Искра жизни [перевод Р.Эйвадиса] - Ремарк Эрих Мария. Страница 12

— Брось… — прошептал Шеллер.

Гольдштейн нашел сбившийся на сторону узел и развязал его. Кровь хлынула еще сильнее.

— Все равно меня ждет «обезболивающий» укол, — шептал Шеллер. — С моей ногой…

Нога держалась лишь на нескольких жилах и лохмотьях кожи. Падая, Гольдштейн сдвинул ее в сторону, и она лежала теперь нелепо, неестественно, с вывернутой стопой, словно у нее вдруг появился третий сустав. Руки Гольдштейна были в крови. Он затянул узел потуже, но веревка опять сползла вниз. Шеллер вздрогнул от боли.

— Брось!..

Гольдштейн еще раз развязал узел. Он ощутил пальцами раздробленную кость. К горлу его подступил комок тошноты. Судорожно глотая, он запустил пальцы в скользкое, кровавое месиво, нащупал веревку, подтянул ее выше и вдруг замер: Мюнцер толкнул его носком башмака в подошву. Это был сигнал опасности. Почти в то же мгновение к нему, злобно пыхтя, подскочил блокфюрер.

— Ну вот, еще один ублюдок! Что тут опять такое?
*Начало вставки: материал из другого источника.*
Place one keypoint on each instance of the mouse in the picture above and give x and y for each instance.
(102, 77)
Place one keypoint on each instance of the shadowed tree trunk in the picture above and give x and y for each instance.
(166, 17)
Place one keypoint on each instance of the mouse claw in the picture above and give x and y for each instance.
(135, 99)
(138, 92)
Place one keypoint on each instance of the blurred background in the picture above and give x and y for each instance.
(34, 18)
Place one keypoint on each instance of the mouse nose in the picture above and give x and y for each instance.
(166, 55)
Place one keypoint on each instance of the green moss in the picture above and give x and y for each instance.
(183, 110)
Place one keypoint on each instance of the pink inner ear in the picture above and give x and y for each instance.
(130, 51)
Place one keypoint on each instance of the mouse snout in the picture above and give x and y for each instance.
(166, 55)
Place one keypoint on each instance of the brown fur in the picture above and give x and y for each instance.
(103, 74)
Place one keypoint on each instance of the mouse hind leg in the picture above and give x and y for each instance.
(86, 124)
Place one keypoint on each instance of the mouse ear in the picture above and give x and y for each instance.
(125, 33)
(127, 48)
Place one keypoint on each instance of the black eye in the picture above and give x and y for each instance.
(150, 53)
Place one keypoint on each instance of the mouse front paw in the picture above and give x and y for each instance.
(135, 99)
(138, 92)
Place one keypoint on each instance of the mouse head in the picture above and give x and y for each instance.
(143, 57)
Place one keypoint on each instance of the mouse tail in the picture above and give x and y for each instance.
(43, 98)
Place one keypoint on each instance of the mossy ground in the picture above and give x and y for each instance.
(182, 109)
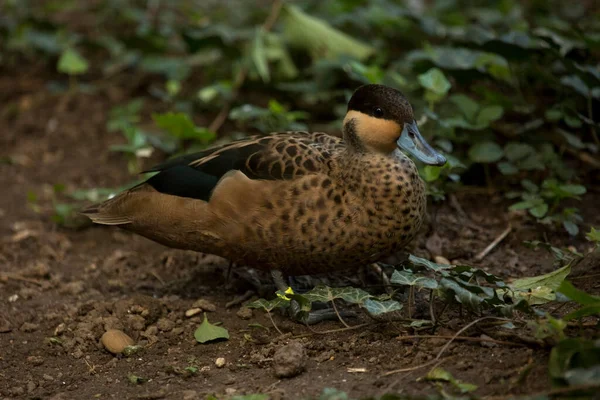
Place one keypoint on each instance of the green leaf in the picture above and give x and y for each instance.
(515, 151)
(540, 289)
(317, 37)
(408, 278)
(486, 152)
(72, 63)
(418, 261)
(375, 307)
(539, 210)
(467, 106)
(522, 205)
(489, 114)
(571, 227)
(552, 280)
(507, 168)
(182, 127)
(136, 380)
(593, 235)
(575, 362)
(435, 81)
(578, 295)
(553, 115)
(269, 305)
(258, 55)
(208, 332)
(431, 173)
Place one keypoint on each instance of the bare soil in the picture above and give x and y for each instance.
(60, 289)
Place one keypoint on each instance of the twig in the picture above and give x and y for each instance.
(431, 310)
(158, 278)
(274, 324)
(21, 278)
(338, 314)
(463, 338)
(243, 71)
(439, 355)
(313, 332)
(493, 245)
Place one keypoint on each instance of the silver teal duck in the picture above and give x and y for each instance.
(295, 202)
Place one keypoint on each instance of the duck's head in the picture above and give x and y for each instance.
(380, 119)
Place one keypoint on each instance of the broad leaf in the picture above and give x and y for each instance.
(208, 332)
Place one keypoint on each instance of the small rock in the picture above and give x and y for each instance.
(220, 362)
(487, 344)
(5, 326)
(17, 391)
(31, 385)
(193, 311)
(289, 360)
(190, 395)
(177, 331)
(116, 341)
(152, 330)
(441, 260)
(244, 313)
(35, 360)
(29, 327)
(72, 288)
(204, 305)
(60, 329)
(165, 324)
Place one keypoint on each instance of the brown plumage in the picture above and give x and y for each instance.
(297, 202)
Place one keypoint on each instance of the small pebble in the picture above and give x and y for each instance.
(441, 260)
(116, 341)
(165, 324)
(60, 329)
(29, 327)
(193, 311)
(190, 395)
(31, 385)
(244, 313)
(35, 360)
(204, 305)
(289, 360)
(220, 362)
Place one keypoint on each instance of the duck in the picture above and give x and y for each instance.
(293, 203)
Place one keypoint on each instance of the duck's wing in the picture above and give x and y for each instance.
(280, 156)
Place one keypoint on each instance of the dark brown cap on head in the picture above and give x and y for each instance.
(382, 102)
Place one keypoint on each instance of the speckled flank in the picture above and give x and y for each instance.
(366, 208)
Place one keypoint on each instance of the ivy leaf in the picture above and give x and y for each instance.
(181, 126)
(208, 332)
(319, 38)
(435, 81)
(408, 278)
(539, 210)
(486, 152)
(72, 63)
(593, 235)
(375, 307)
(467, 106)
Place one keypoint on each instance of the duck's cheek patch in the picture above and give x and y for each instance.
(376, 133)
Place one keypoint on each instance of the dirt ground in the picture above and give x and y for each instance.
(61, 289)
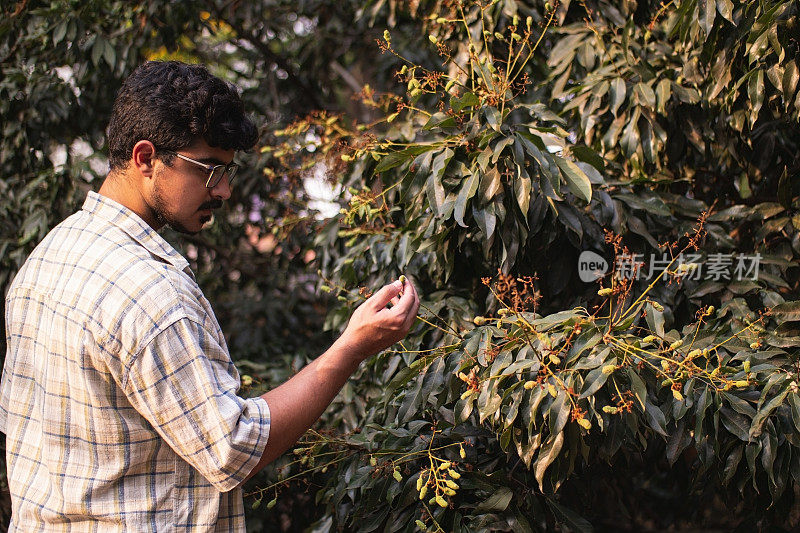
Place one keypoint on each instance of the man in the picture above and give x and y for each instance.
(119, 398)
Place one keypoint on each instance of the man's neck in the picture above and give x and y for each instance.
(118, 187)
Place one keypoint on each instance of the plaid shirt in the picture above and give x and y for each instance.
(118, 398)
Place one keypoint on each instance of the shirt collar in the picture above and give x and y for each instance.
(139, 230)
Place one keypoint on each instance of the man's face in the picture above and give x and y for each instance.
(179, 196)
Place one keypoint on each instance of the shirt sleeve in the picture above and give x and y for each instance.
(185, 384)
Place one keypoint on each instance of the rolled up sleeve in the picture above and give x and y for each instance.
(185, 384)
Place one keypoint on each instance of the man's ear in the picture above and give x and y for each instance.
(143, 158)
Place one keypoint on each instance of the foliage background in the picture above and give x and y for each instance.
(659, 112)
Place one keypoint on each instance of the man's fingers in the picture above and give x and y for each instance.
(385, 294)
(408, 303)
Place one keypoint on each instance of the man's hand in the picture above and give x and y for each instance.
(374, 326)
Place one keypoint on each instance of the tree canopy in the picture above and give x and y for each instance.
(489, 151)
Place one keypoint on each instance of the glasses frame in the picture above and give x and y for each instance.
(228, 170)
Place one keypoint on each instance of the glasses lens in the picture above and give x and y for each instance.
(215, 176)
(232, 168)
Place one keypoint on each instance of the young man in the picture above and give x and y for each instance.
(119, 397)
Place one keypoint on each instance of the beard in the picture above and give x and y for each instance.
(158, 207)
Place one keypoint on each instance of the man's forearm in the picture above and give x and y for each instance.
(296, 404)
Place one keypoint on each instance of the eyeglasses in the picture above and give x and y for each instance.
(215, 172)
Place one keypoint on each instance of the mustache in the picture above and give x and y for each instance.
(213, 204)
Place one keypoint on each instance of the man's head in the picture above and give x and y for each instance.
(173, 105)
(170, 123)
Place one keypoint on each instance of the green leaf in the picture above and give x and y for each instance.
(655, 418)
(497, 502)
(755, 92)
(569, 518)
(617, 94)
(645, 95)
(725, 8)
(736, 423)
(630, 135)
(466, 192)
(766, 410)
(467, 100)
(548, 454)
(794, 404)
(493, 118)
(708, 13)
(522, 192)
(576, 179)
(594, 380)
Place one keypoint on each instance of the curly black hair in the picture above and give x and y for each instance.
(173, 104)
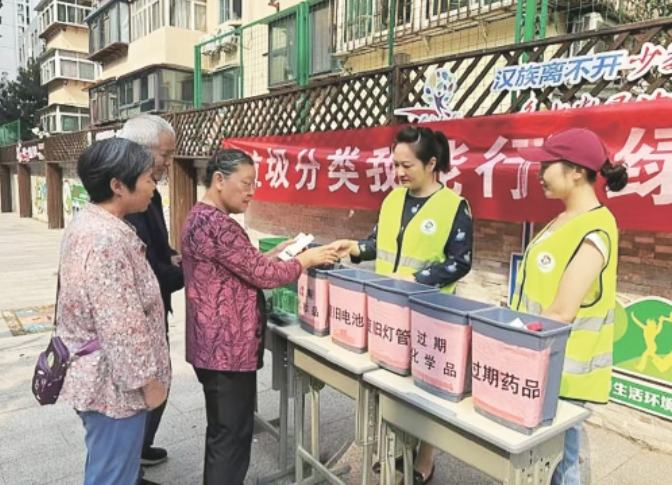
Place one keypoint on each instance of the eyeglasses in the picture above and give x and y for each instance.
(167, 154)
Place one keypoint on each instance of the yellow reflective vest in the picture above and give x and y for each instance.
(588, 358)
(425, 236)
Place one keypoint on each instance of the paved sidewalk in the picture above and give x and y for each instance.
(44, 445)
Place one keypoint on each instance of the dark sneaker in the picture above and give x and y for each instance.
(153, 456)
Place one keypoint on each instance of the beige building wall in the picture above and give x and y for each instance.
(70, 39)
(69, 92)
(167, 45)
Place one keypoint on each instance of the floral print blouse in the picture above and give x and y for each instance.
(109, 292)
(223, 275)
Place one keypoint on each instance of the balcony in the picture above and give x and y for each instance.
(364, 24)
(56, 16)
(109, 32)
(63, 65)
(64, 118)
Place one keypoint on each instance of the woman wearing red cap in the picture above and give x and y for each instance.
(568, 272)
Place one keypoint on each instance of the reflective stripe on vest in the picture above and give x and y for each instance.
(588, 356)
(590, 324)
(424, 238)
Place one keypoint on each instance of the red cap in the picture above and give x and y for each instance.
(534, 327)
(576, 145)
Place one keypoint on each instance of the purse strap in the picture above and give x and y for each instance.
(87, 348)
(58, 292)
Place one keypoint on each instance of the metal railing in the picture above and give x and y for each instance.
(63, 65)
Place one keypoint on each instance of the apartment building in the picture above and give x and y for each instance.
(146, 48)
(31, 47)
(15, 18)
(66, 71)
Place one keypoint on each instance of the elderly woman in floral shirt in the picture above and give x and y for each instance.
(109, 293)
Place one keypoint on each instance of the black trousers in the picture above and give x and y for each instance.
(155, 415)
(229, 404)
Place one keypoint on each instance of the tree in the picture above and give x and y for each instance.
(22, 99)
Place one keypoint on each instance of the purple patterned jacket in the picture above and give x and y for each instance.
(223, 273)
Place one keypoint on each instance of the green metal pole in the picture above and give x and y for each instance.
(391, 27)
(530, 18)
(198, 78)
(241, 80)
(303, 49)
(544, 19)
(519, 21)
(304, 54)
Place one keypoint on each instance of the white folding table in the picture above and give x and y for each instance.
(409, 413)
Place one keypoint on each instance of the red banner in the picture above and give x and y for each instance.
(353, 169)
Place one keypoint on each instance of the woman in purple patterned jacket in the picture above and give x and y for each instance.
(224, 276)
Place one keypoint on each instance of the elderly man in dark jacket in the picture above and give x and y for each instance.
(156, 134)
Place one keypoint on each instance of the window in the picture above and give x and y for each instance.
(221, 86)
(104, 103)
(65, 119)
(183, 11)
(230, 10)
(282, 50)
(176, 90)
(109, 27)
(437, 7)
(69, 65)
(321, 38)
(148, 15)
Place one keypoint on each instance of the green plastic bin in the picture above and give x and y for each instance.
(283, 301)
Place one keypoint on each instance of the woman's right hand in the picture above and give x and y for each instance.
(155, 393)
(346, 247)
(318, 256)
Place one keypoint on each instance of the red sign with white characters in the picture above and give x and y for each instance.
(353, 169)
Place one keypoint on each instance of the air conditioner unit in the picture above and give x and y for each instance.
(586, 23)
(230, 44)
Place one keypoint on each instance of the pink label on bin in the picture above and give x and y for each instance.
(347, 316)
(509, 381)
(389, 333)
(314, 301)
(439, 352)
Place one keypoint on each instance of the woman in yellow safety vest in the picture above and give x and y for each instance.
(424, 231)
(568, 271)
— Свалился в обморок, господин шарфюрер. — Староста блока был тут как тут. — Подымайся, падаль ленивая! — закричал он на Гольдштейна и пнул его ногой по ребрам. Пинок выглядел гораздо сильнее, чем он был на самом деле. Староста затормозил ногу в последний момент. Потом пнул его еще раз. Он сделал это, чтобы помешать шарфюреру сделать это по-настоящему. Гольдштейн не шевелился. Лицо его заливала кровь Шеллера.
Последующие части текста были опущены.